Spasmodic dysphonia is a neurological disorder characterized by involuntary spasms in the laryngeal muscles during speech production. Although the clinical symptoms are well characterized, the pathophysiology of this voice disorder is unknown. We describe here, for the first time to our knowledge, disorder-specific brain abnormalities in these patients as determined by a combined approach of diffusion tensor imaging (DTI) and postmortem histopathology. We used DTI to identify brain changes and to target those brain regions for neuropathological examination.
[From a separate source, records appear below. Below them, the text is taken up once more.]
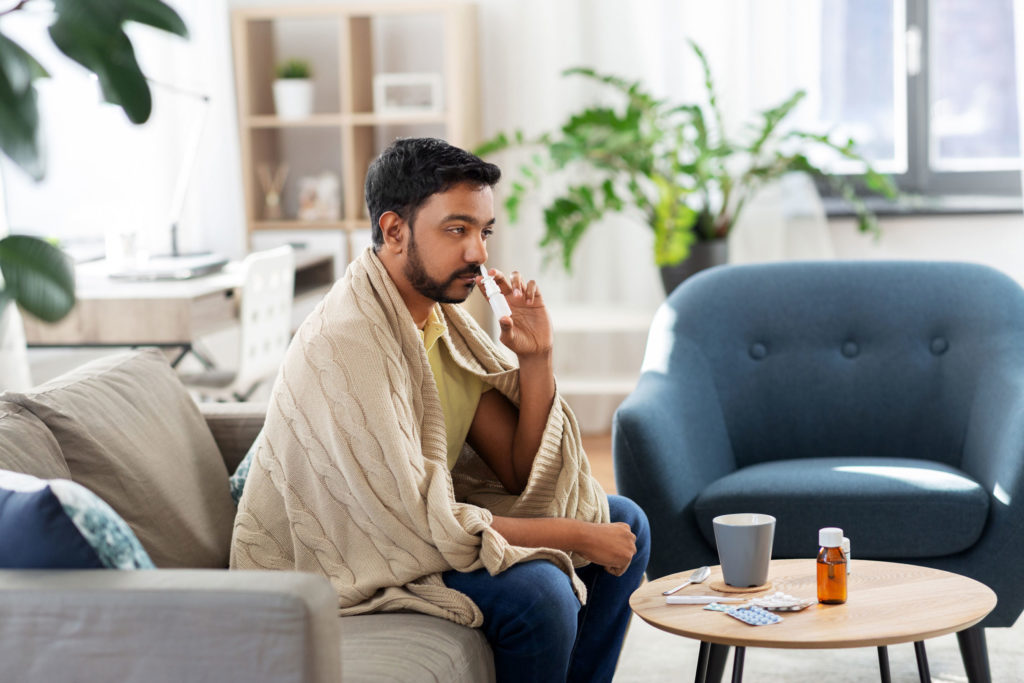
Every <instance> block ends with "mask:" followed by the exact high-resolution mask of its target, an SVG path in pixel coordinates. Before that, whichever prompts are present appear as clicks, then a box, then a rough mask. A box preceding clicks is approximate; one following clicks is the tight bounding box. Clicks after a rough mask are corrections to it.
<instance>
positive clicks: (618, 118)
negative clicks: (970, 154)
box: [476, 41, 895, 291]
mask: <svg viewBox="0 0 1024 683" xmlns="http://www.w3.org/2000/svg"><path fill="white" fill-rule="evenodd" d="M690 45H691V46H692V48H693V52H694V53H695V54H696V57H697V58H698V59H699V61H700V66H701V68H702V70H703V76H705V89H706V91H707V99H708V102H707V104H677V103H673V102H670V101H667V100H665V99H659V98H657V97H654V96H653V95H651V94H650V93H649V92H648V91H646V90H645V89H644V87H643V85H642V83H641V82H639V81H628V80H625V79H622V78H617V77H615V76H609V75H604V74H599V73H597V72H595V71H593V70H591V69H583V68H575V69H569V70H567V71H565V72H563V75H566V76H581V77H584V78H587V79H589V80H591V81H594V82H597V83H599V84H601V85H603V86H605V87H608V88H610V89H611V90H613V91H614V92H615V93H616V95H617V96H618V97H620V98H621V99H622V100H623V103H622V105H621V106H618V108H613V106H605V105H592V106H588V108H586V109H584V110H582V111H580V112H577V113H574V114H572V115H571V116H570V117H569V119H568V121H566V122H565V124H564V125H562V127H561V128H560V130H558V131H556V132H550V133H544V134H542V135H540V136H538V137H535V138H527V137H526V136H525V135H523V134H522V132H521V131H516V132H514V133H512V134H508V133H500V134H498V135H497V136H496V137H494V138H493V139H490V140H488V141H486V142H484V143H483V144H481V145H480V146H479V147H477V150H476V153H477V154H478V155H480V156H486V155H490V154H494V153H497V152H499V151H502V150H506V148H510V147H532V148H535V150H536V154H534V155H532V156H531V157H530V159H529V161H528V163H526V164H523V165H522V166H521V167H520V169H519V177H518V178H516V180H515V181H514V182H513V183H512V185H511V190H510V194H509V197H508V199H507V200H506V208H507V210H508V213H509V218H510V220H511V221H513V222H514V221H516V220H517V218H518V213H519V211H518V210H519V206H520V204H521V203H522V200H523V198H524V197H525V195H526V194H527V193H529V191H530V190H532V189H536V188H537V187H538V186H539V185H540V184H541V183H542V182H545V181H547V180H548V179H550V178H552V177H554V176H556V175H561V176H562V177H563V178H564V179H565V181H566V182H565V186H564V189H562V190H561V191H559V193H558V194H557V196H556V197H555V198H554V199H553V200H551V202H550V203H549V204H548V205H547V206H546V207H545V209H544V222H545V228H546V229H545V234H544V238H543V239H542V241H541V246H542V247H544V248H548V249H552V250H554V251H555V252H556V253H560V256H561V260H562V263H563V265H564V267H565V269H566V270H570V269H571V265H572V254H573V252H574V250H575V248H577V246H578V244H579V242H580V240H581V239H582V238H583V236H584V234H585V232H586V231H587V229H588V228H589V227H590V226H591V224H592V223H594V222H595V221H597V220H599V219H600V218H602V217H603V216H604V215H606V214H608V213H613V212H622V211H635V212H638V213H639V214H640V215H641V216H642V217H643V219H644V220H645V221H646V223H647V224H648V225H649V226H650V227H651V229H652V230H653V232H654V262H655V263H656V264H657V265H658V266H660V267H662V268H663V274H664V273H665V269H666V268H671V267H673V266H677V265H679V264H680V263H684V262H685V260H686V259H687V257H689V256H690V255H691V252H692V251H693V250H694V249H695V248H699V247H700V246H703V245H711V244H716V243H718V244H724V240H725V238H726V237H727V236H728V233H729V231H730V230H731V229H732V227H733V225H734V224H735V222H736V218H737V217H738V216H739V215H740V213H741V211H742V209H743V207H744V205H745V204H746V202H748V201H749V200H750V199H751V198H752V197H753V196H754V195H755V194H756V193H757V191H758V189H759V188H761V187H762V186H763V185H764V184H766V183H768V182H770V181H773V180H776V179H778V178H780V177H781V176H783V175H785V174H786V173H791V172H803V173H808V174H811V175H813V176H818V177H820V178H824V179H825V180H826V181H827V182H828V183H829V184H830V185H831V186H833V187H835V188H836V189H837V190H839V193H840V194H841V195H842V196H843V197H844V198H846V199H847V200H848V201H849V202H850V203H851V205H852V206H853V208H854V210H855V211H856V213H857V217H858V225H859V227H860V229H861V230H865V231H874V232H877V231H878V222H877V220H876V218H874V216H873V215H872V214H871V213H870V212H869V211H868V210H867V207H866V206H865V204H864V202H863V201H862V200H861V199H860V198H859V197H858V196H857V194H856V191H855V189H854V183H853V181H851V179H848V178H846V177H843V176H837V175H833V174H829V173H827V172H826V171H824V170H823V169H821V168H819V167H817V166H815V165H814V164H813V163H812V162H811V161H810V159H809V158H808V153H809V151H810V148H811V147H824V148H828V150H833V151H835V152H837V153H839V154H840V155H842V156H843V157H844V158H846V159H852V160H856V161H858V162H861V163H864V168H865V170H864V172H863V173H862V174H861V176H860V178H861V179H862V180H863V182H864V184H865V185H866V186H867V187H868V188H869V189H871V190H874V191H878V193H881V194H883V195H886V196H888V197H893V196H895V187H894V186H893V184H892V182H891V180H890V179H889V178H887V177H886V176H883V175H881V174H879V173H877V172H876V171H874V170H873V169H872V168H871V167H870V166H869V165H867V164H866V162H864V160H863V158H862V157H860V156H859V155H858V154H857V152H856V151H855V143H854V141H853V140H851V139H848V140H844V141H834V140H833V139H830V138H829V137H828V136H827V135H821V134H815V133H808V132H802V131H796V130H788V131H784V132H783V131H781V130H780V124H781V123H782V122H783V121H784V120H785V118H786V117H787V116H788V115H790V114H791V113H792V112H793V110H794V109H795V108H796V106H797V104H798V103H800V101H801V100H802V99H803V98H804V96H805V92H804V91H803V90H798V91H797V92H795V93H794V94H793V95H791V96H790V97H788V98H787V99H785V100H784V101H783V102H781V103H780V104H779V105H777V106H775V108H772V109H769V110H766V111H764V112H762V113H761V120H760V121H759V122H757V123H756V124H755V125H753V126H750V127H749V128H748V131H749V134H748V135H745V136H741V137H739V136H737V137H732V136H729V135H727V134H726V131H725V129H724V126H723V125H722V121H723V118H722V113H721V111H720V109H719V104H718V97H717V94H716V90H715V85H714V81H713V79H712V74H711V69H710V67H709V65H708V60H707V58H706V56H705V54H703V52H702V50H701V49H700V48H699V47H698V46H697V44H696V43H694V42H693V41H690ZM676 284H678V283H676ZM666 289H667V291H671V287H670V285H669V283H668V282H667V283H666Z"/></svg>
DTI showed right-sided decrease of fractional anisotropy in the genu of the internal capsule and bilateral increase of overall water diffusivity in the white matter along the corticobulbar/corticospinal tract in 20 spasmodic dysphonia patients compared to 20 healthy subjects. In addition, water diffusivity was bilaterally increased in the lentiform nucleus, ventral thalamus and cerebellar white and grey matter in the patients. These brain changes were substantiated with focal histopathological abnormalities presented as a loss of axonal density and myelin content in the right genu of the internal capsule and clusters of mineral depositions, containing calcium, phosphorus and iron, in the parenchyma and vessel walls of the posterior limb of the internal capsule, putamen, globus pallidus and cerebellum in the postmortem brain tissue from one patient compared to three controls. The specificity of these brain abnormalities is confirmed by their localization, limited only to the corticobulbar/corticospinal tract and its main input/output structures. We also found positive correlation between the diffusivity changes and clinical symptoms of spasmodic dysphonia (r = 0.509, P = 0.037). These brain abnormalities may alter the central control of voluntary voice production and, therefore, may underlie the pathophysiology of this disorder.